2011 is to be Russia's Year of Space, marking a half century since the first manned spaceflight. The exact date is April 12th, and the man to remember, the Soviet Air Force pilot Major Yuri Gagarin. There will be a string of events, focused on Gagarin's birthplace in the region of Smolensk west of Moscow, on the Space Training Centre near the Russian capital, on the spaceport of Baikonur in Kazakhstan and on Gagarin's landing site in the Region of Saratov on the Lower Volga.
On Wednesday afternoon, Prime Minister Putin spoke before the national organizers of these events:
"The first manned spaceflight became a great national triumph and a great national unifier. Remarkably, this country pulled off that great project only a decade and a half after emerging from the fiercest of wars. The memory of the scientists, engineers, workers and soldiers behind Gagarin's historic orbit must live on as an inspiring beacon for new generations".
On October 4th 1957, the Soviet Union put the world's first artificial satellite into orbit. Less than a month later, it launched the first living creature into space, a mongrel dog named Laika. In 1959, unmanned Soviet probes photographed the back side of the Moon and placed a memorial plaque on the lunar surface. In 1960, the Soviet space dogs Belka and Strelka became the first Earth-borne creatures to go into space and return alive. In April 1961, there was Gagarin.

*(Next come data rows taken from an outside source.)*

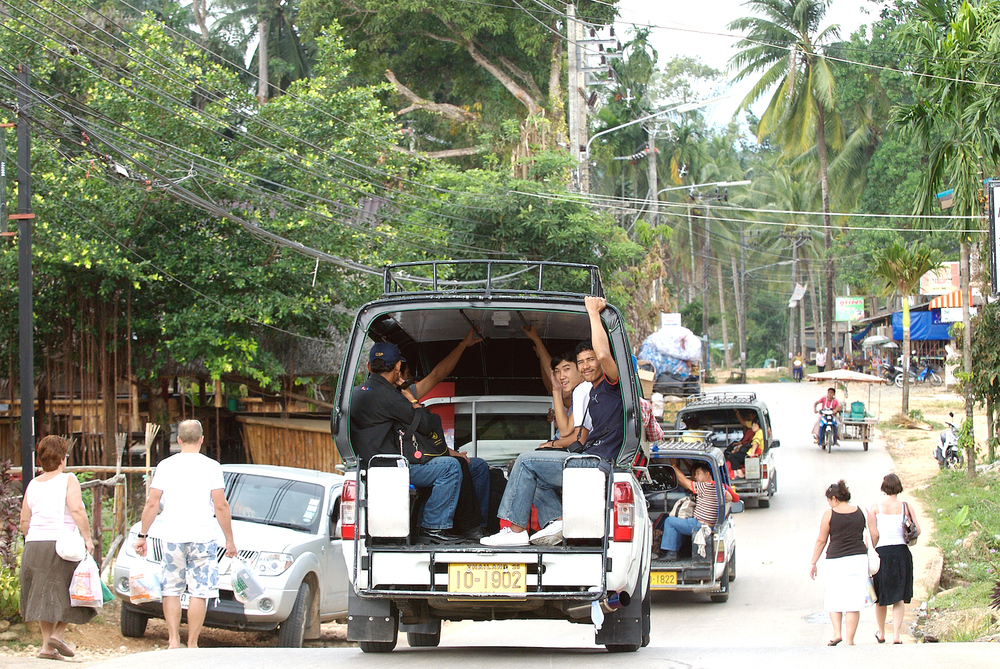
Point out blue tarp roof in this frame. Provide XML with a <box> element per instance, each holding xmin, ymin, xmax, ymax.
<box><xmin>892</xmin><ymin>309</ymin><xmax>951</xmax><ymax>341</ymax></box>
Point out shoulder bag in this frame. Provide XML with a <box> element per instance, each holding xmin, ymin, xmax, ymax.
<box><xmin>903</xmin><ymin>502</ymin><xmax>920</xmax><ymax>546</ymax></box>
<box><xmin>400</xmin><ymin>407</ymin><xmax>448</xmax><ymax>465</ymax></box>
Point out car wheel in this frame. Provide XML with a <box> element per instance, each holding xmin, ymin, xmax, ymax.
<box><xmin>120</xmin><ymin>606</ymin><xmax>149</xmax><ymax>639</ymax></box>
<box><xmin>278</xmin><ymin>583</ymin><xmax>312</xmax><ymax>648</ymax></box>
<box><xmin>709</xmin><ymin>565</ymin><xmax>729</xmax><ymax>604</ymax></box>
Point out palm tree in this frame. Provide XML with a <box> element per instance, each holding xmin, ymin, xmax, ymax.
<box><xmin>895</xmin><ymin>0</ymin><xmax>1000</xmax><ymax>478</ymax></box>
<box><xmin>729</xmin><ymin>0</ymin><xmax>842</xmax><ymax>346</ymax></box>
<box><xmin>871</xmin><ymin>242</ymin><xmax>941</xmax><ymax>416</ymax></box>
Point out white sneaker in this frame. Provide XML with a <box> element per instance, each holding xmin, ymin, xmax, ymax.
<box><xmin>529</xmin><ymin>520</ymin><xmax>562</xmax><ymax>546</ymax></box>
<box><xmin>479</xmin><ymin>527</ymin><xmax>528</xmax><ymax>546</ymax></box>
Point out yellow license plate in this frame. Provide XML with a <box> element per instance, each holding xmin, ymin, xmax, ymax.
<box><xmin>649</xmin><ymin>571</ymin><xmax>677</xmax><ymax>588</ymax></box>
<box><xmin>448</xmin><ymin>564</ymin><xmax>527</xmax><ymax>594</ymax></box>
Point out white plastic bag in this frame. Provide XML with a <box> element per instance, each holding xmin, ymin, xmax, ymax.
<box><xmin>231</xmin><ymin>560</ymin><xmax>264</xmax><ymax>604</ymax></box>
<box><xmin>69</xmin><ymin>555</ymin><xmax>104</xmax><ymax>609</ymax></box>
<box><xmin>128</xmin><ymin>562</ymin><xmax>163</xmax><ymax>604</ymax></box>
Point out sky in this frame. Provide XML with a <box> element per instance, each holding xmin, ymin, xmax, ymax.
<box><xmin>615</xmin><ymin>0</ymin><xmax>881</xmax><ymax>125</ymax></box>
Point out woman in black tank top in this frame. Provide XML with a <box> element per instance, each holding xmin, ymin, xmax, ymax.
<box><xmin>809</xmin><ymin>481</ymin><xmax>871</xmax><ymax>646</ymax></box>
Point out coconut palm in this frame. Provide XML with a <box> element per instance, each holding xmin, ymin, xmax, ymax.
<box><xmin>896</xmin><ymin>0</ymin><xmax>1000</xmax><ymax>478</ymax></box>
<box><xmin>871</xmin><ymin>242</ymin><xmax>941</xmax><ymax>416</ymax></box>
<box><xmin>729</xmin><ymin>0</ymin><xmax>842</xmax><ymax>352</ymax></box>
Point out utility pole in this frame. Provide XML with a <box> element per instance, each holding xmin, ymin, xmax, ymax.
<box><xmin>10</xmin><ymin>65</ymin><xmax>35</xmax><ymax>488</ymax></box>
<box><xmin>566</xmin><ymin>3</ymin><xmax>586</xmax><ymax>193</ymax></box>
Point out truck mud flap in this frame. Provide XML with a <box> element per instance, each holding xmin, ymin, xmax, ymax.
<box><xmin>347</xmin><ymin>588</ymin><xmax>399</xmax><ymax>642</ymax></box>
<box><xmin>594</xmin><ymin>588</ymin><xmax>643</xmax><ymax>647</ymax></box>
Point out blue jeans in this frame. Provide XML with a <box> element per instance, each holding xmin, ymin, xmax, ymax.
<box><xmin>410</xmin><ymin>458</ymin><xmax>462</xmax><ymax>530</ymax></box>
<box><xmin>469</xmin><ymin>458</ymin><xmax>490</xmax><ymax>522</ymax></box>
<box><xmin>497</xmin><ymin>450</ymin><xmax>571</xmax><ymax>527</ymax></box>
<box><xmin>660</xmin><ymin>516</ymin><xmax>702</xmax><ymax>551</ymax></box>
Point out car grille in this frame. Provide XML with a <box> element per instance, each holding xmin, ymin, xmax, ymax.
<box><xmin>146</xmin><ymin>537</ymin><xmax>259</xmax><ymax>564</ymax></box>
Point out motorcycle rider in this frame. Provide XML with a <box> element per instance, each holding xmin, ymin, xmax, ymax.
<box><xmin>792</xmin><ymin>353</ymin><xmax>805</xmax><ymax>382</ymax></box>
<box><xmin>813</xmin><ymin>388</ymin><xmax>842</xmax><ymax>444</ymax></box>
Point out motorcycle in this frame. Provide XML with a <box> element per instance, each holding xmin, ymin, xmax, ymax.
<box><xmin>819</xmin><ymin>409</ymin><xmax>837</xmax><ymax>453</ymax></box>
<box><xmin>934</xmin><ymin>412</ymin><xmax>965</xmax><ymax>469</ymax></box>
<box><xmin>917</xmin><ymin>360</ymin><xmax>944</xmax><ymax>388</ymax></box>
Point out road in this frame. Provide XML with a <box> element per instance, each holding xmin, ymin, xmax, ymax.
<box><xmin>430</xmin><ymin>382</ymin><xmax>892</xmax><ymax>648</ymax></box>
<box><xmin>68</xmin><ymin>383</ymin><xmax>995</xmax><ymax>669</ymax></box>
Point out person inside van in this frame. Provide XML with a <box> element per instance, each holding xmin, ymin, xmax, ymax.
<box><xmin>726</xmin><ymin>416</ymin><xmax>764</xmax><ymax>479</ymax></box>
<box><xmin>521</xmin><ymin>325</ymin><xmax>593</xmax><ymax>438</ymax></box>
<box><xmin>658</xmin><ymin>462</ymin><xmax>733</xmax><ymax>561</ymax></box>
<box><xmin>350</xmin><ymin>342</ymin><xmax>489</xmax><ymax>544</ymax></box>
<box><xmin>481</xmin><ymin>296</ymin><xmax>625</xmax><ymax>546</ymax></box>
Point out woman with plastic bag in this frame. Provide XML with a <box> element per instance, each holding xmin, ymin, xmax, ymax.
<box><xmin>20</xmin><ymin>435</ymin><xmax>97</xmax><ymax>660</ymax></box>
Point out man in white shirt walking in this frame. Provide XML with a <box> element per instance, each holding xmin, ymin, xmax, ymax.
<box><xmin>135</xmin><ymin>420</ymin><xmax>236</xmax><ymax>648</ymax></box>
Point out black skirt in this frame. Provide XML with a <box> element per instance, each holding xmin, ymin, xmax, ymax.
<box><xmin>21</xmin><ymin>541</ymin><xmax>97</xmax><ymax>625</ymax></box>
<box><xmin>872</xmin><ymin>544</ymin><xmax>913</xmax><ymax>606</ymax></box>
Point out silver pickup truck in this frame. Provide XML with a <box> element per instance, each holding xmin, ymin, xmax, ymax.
<box><xmin>331</xmin><ymin>261</ymin><xmax>652</xmax><ymax>652</ymax></box>
<box><xmin>676</xmin><ymin>392</ymin><xmax>781</xmax><ymax>509</ymax></box>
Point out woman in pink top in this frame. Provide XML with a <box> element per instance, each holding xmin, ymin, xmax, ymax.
<box><xmin>20</xmin><ymin>435</ymin><xmax>97</xmax><ymax>660</ymax></box>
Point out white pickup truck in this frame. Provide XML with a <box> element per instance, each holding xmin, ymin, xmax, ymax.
<box><xmin>331</xmin><ymin>261</ymin><xmax>652</xmax><ymax>652</ymax></box>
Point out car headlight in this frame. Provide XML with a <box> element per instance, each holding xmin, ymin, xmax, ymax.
<box><xmin>122</xmin><ymin>532</ymin><xmax>139</xmax><ymax>557</ymax></box>
<box><xmin>253</xmin><ymin>553</ymin><xmax>294</xmax><ymax>576</ymax></box>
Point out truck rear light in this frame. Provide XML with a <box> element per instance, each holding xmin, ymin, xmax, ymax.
<box><xmin>614</xmin><ymin>481</ymin><xmax>635</xmax><ymax>541</ymax></box>
<box><xmin>340</xmin><ymin>481</ymin><xmax>358</xmax><ymax>539</ymax></box>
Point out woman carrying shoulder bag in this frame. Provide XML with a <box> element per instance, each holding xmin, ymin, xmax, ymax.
<box><xmin>20</xmin><ymin>435</ymin><xmax>97</xmax><ymax>660</ymax></box>
<box><xmin>868</xmin><ymin>474</ymin><xmax>920</xmax><ymax>643</ymax></box>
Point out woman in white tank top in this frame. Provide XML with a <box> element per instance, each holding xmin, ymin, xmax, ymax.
<box><xmin>868</xmin><ymin>474</ymin><xmax>919</xmax><ymax>643</ymax></box>
<box><xmin>20</xmin><ymin>435</ymin><xmax>97</xmax><ymax>660</ymax></box>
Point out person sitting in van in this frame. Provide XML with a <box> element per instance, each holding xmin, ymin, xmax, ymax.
<box><xmin>350</xmin><ymin>342</ymin><xmax>489</xmax><ymax>544</ymax></box>
<box><xmin>658</xmin><ymin>462</ymin><xmax>733</xmax><ymax>561</ymax></box>
<box><xmin>726</xmin><ymin>414</ymin><xmax>764</xmax><ymax>479</ymax></box>
<box><xmin>481</xmin><ymin>296</ymin><xmax>625</xmax><ymax>546</ymax></box>
<box><xmin>521</xmin><ymin>325</ymin><xmax>593</xmax><ymax>438</ymax></box>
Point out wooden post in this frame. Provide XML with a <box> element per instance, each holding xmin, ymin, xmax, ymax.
<box><xmin>90</xmin><ymin>485</ymin><xmax>104</xmax><ymax>564</ymax></box>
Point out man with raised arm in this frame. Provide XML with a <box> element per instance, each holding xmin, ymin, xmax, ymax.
<box><xmin>481</xmin><ymin>296</ymin><xmax>625</xmax><ymax>546</ymax></box>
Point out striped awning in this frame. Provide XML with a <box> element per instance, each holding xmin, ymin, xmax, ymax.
<box><xmin>927</xmin><ymin>290</ymin><xmax>962</xmax><ymax>309</ymax></box>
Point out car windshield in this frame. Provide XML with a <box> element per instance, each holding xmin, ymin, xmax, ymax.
<box><xmin>226</xmin><ymin>474</ymin><xmax>323</xmax><ymax>532</ymax></box>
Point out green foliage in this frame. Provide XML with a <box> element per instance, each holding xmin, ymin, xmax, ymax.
<box><xmin>917</xmin><ymin>470</ymin><xmax>1000</xmax><ymax>628</ymax></box>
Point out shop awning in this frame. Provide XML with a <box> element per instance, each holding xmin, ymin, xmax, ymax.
<box><xmin>927</xmin><ymin>290</ymin><xmax>962</xmax><ymax>309</ymax></box>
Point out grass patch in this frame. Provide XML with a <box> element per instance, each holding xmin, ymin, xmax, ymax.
<box><xmin>917</xmin><ymin>470</ymin><xmax>1000</xmax><ymax>641</ymax></box>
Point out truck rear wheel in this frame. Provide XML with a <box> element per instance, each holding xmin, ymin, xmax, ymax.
<box><xmin>709</xmin><ymin>564</ymin><xmax>729</xmax><ymax>604</ymax></box>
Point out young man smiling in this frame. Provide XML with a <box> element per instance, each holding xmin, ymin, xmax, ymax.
<box><xmin>481</xmin><ymin>297</ymin><xmax>625</xmax><ymax>546</ymax></box>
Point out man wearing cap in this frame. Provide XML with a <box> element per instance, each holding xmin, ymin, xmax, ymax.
<box><xmin>350</xmin><ymin>342</ymin><xmax>489</xmax><ymax>544</ymax></box>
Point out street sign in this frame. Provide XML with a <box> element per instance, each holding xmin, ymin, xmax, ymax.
<box><xmin>833</xmin><ymin>297</ymin><xmax>865</xmax><ymax>323</ymax></box>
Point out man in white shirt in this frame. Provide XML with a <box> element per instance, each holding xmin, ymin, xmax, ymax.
<box><xmin>135</xmin><ymin>420</ymin><xmax>236</xmax><ymax>648</ymax></box>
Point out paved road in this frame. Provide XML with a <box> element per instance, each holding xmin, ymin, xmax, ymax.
<box><xmin>31</xmin><ymin>383</ymin><xmax>968</xmax><ymax>669</ymax></box>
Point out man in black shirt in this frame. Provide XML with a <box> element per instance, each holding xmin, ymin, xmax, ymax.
<box><xmin>350</xmin><ymin>342</ymin><xmax>487</xmax><ymax>544</ymax></box>
<box><xmin>481</xmin><ymin>296</ymin><xmax>625</xmax><ymax>546</ymax></box>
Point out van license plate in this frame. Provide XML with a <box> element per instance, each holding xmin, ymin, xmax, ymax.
<box><xmin>448</xmin><ymin>564</ymin><xmax>527</xmax><ymax>594</ymax></box>
<box><xmin>649</xmin><ymin>571</ymin><xmax>677</xmax><ymax>588</ymax></box>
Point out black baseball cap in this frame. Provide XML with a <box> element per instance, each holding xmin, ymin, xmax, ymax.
<box><xmin>368</xmin><ymin>341</ymin><xmax>406</xmax><ymax>365</ymax></box>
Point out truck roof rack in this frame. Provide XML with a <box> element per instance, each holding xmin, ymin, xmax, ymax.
<box><xmin>382</xmin><ymin>260</ymin><xmax>604</xmax><ymax>298</ymax></box>
<box><xmin>686</xmin><ymin>392</ymin><xmax>757</xmax><ymax>406</ymax></box>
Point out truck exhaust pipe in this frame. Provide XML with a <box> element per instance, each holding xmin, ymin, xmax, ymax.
<box><xmin>566</xmin><ymin>592</ymin><xmax>632</xmax><ymax>618</ymax></box>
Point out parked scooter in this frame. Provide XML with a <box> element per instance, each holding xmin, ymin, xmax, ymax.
<box><xmin>819</xmin><ymin>409</ymin><xmax>837</xmax><ymax>453</ymax></box>
<box><xmin>934</xmin><ymin>412</ymin><xmax>965</xmax><ymax>469</ymax></box>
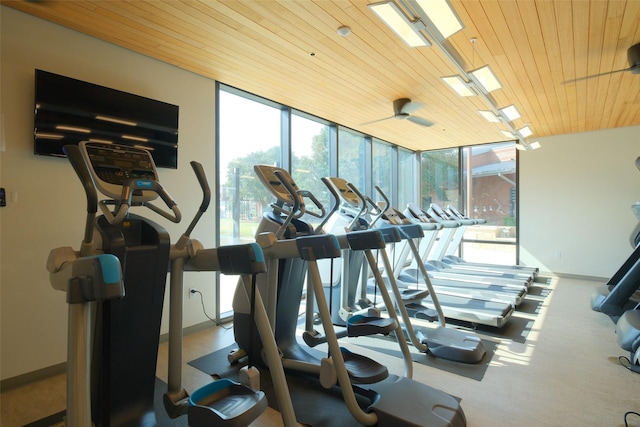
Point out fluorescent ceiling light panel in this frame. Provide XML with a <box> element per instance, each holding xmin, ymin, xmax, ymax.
<box><xmin>478</xmin><ymin>110</ymin><xmax>501</xmax><ymax>123</ymax></box>
<box><xmin>500</xmin><ymin>104</ymin><xmax>520</xmax><ymax>122</ymax></box>
<box><xmin>416</xmin><ymin>0</ymin><xmax>464</xmax><ymax>39</ymax></box>
<box><xmin>471</xmin><ymin>65</ymin><xmax>502</xmax><ymax>93</ymax></box>
<box><xmin>369</xmin><ymin>1</ymin><xmax>431</xmax><ymax>47</ymax></box>
<box><xmin>440</xmin><ymin>76</ymin><xmax>476</xmax><ymax>96</ymax></box>
<box><xmin>518</xmin><ymin>126</ymin><xmax>533</xmax><ymax>138</ymax></box>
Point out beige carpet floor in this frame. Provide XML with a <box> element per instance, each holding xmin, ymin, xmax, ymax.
<box><xmin>0</xmin><ymin>278</ymin><xmax>640</xmax><ymax>427</ymax></box>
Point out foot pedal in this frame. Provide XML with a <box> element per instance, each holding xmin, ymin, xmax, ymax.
<box><xmin>347</xmin><ymin>315</ymin><xmax>398</xmax><ymax>337</ymax></box>
<box><xmin>188</xmin><ymin>378</ymin><xmax>267</xmax><ymax>427</ymax></box>
<box><xmin>405</xmin><ymin>304</ymin><xmax>438</xmax><ymax>322</ymax></box>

Later in the sixties, there was the first woman in space, Valentina Tereshkova, the first dock-up in orbit, between Soyuz-4 and Soyuz-5 spaceships, and the first extravehicular spacewalk, by the Soviet cosmonaut Alexei Leonov. A probe landing on the Moon sent back an astonishing photographic panorama of surface features around. The Soviet Union led the human race into space. The memory of this must be used as an inspiration for new recruits to space science.